Marker genes for each cluster were detected by testing for differential expression between cells in one cluster and all other cells using a Wilcoxon rank sum test (Bauer 1972). To reduce processing time only genes that were expressed in at least 10 percent of cells in one of these groups were tested. To identify conserved marker genes a similar process was performed on each dataset separately and the results combined using the maximum p-value method. We also tested for within cluster differential expression to identify differences between cells of the same type in different datasets.

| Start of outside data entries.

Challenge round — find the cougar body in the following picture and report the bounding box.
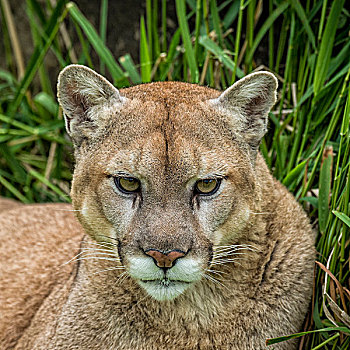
[0,65,314,350]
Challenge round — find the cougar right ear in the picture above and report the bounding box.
[57,64,127,146]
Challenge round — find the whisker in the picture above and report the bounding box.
[81,248,116,255]
[76,256,120,262]
[93,266,125,275]
[85,241,118,249]
[61,252,84,266]
[205,269,227,275]
[97,235,118,242]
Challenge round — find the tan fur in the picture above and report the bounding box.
[0,66,314,350]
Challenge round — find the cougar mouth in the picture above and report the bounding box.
[138,278,193,301]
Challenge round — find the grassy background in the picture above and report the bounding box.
[0,0,350,350]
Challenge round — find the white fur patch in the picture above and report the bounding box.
[128,257,202,300]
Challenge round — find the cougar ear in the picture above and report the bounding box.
[209,72,278,154]
[57,64,126,146]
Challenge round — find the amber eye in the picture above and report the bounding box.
[195,179,221,196]
[114,177,140,193]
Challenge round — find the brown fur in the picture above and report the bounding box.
[0,66,314,350]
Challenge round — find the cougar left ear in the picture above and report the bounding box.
[209,72,278,152]
[57,64,127,148]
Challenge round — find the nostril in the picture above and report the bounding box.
[145,249,186,268]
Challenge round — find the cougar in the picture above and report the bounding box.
[0,65,315,350]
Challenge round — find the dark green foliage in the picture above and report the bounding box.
[0,0,350,350]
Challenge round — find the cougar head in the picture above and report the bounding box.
[58,65,277,300]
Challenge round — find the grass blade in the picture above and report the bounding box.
[314,0,345,96]
[175,0,199,83]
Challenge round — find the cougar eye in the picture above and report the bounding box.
[114,177,140,193]
[195,179,221,196]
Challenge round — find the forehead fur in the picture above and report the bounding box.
[102,82,243,148]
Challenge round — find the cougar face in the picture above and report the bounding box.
[58,66,276,300]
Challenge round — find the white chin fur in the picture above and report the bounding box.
[138,280,192,301]
[128,257,202,301]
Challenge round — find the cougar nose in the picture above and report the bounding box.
[145,249,186,267]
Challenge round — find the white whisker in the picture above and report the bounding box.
[93,266,125,275]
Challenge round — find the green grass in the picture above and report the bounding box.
[0,0,350,350]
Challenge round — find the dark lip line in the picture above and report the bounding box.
[140,279,193,284]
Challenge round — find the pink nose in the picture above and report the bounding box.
[145,249,186,267]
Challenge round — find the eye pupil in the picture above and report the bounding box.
[195,179,220,196]
[115,177,140,193]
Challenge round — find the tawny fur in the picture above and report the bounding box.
[0,68,314,350]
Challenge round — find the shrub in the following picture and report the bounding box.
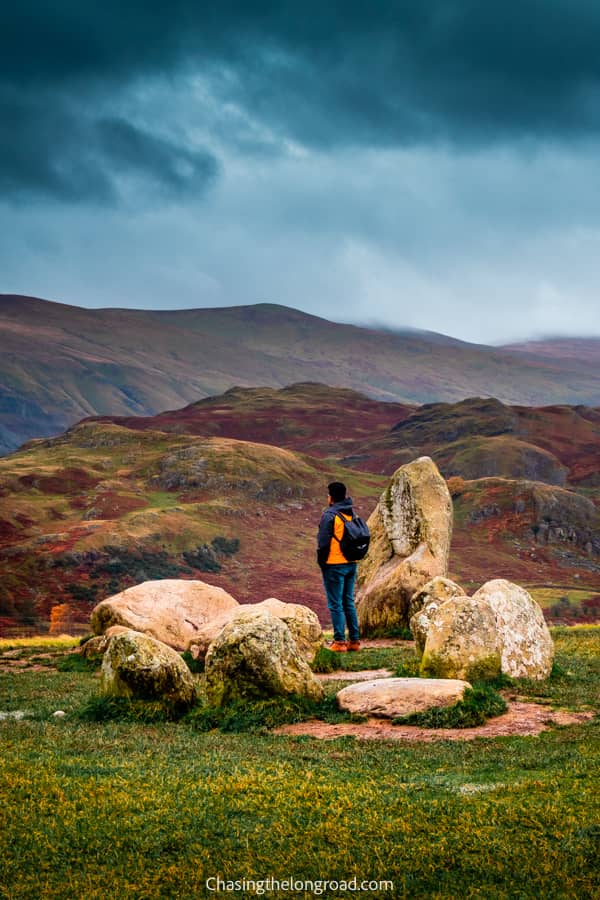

Based on identified marker genes we determined clusters 2 and 9 represented the nephron lineage. The 1125 cells in these clusters were re-clustered at a resolution of 0.5 resulting in 5 clusters.

We also performed pseudotime trajectory analysis on the nephron cells using Monocle (v2.8.0) (Trapnell et al. 2014; Qiu et al. 2017). The intersection of the top 100 genes with the greatest absolute foldchange for each nephron cluster were selected for this analysis, giving a set of 455 genes used to order the cells.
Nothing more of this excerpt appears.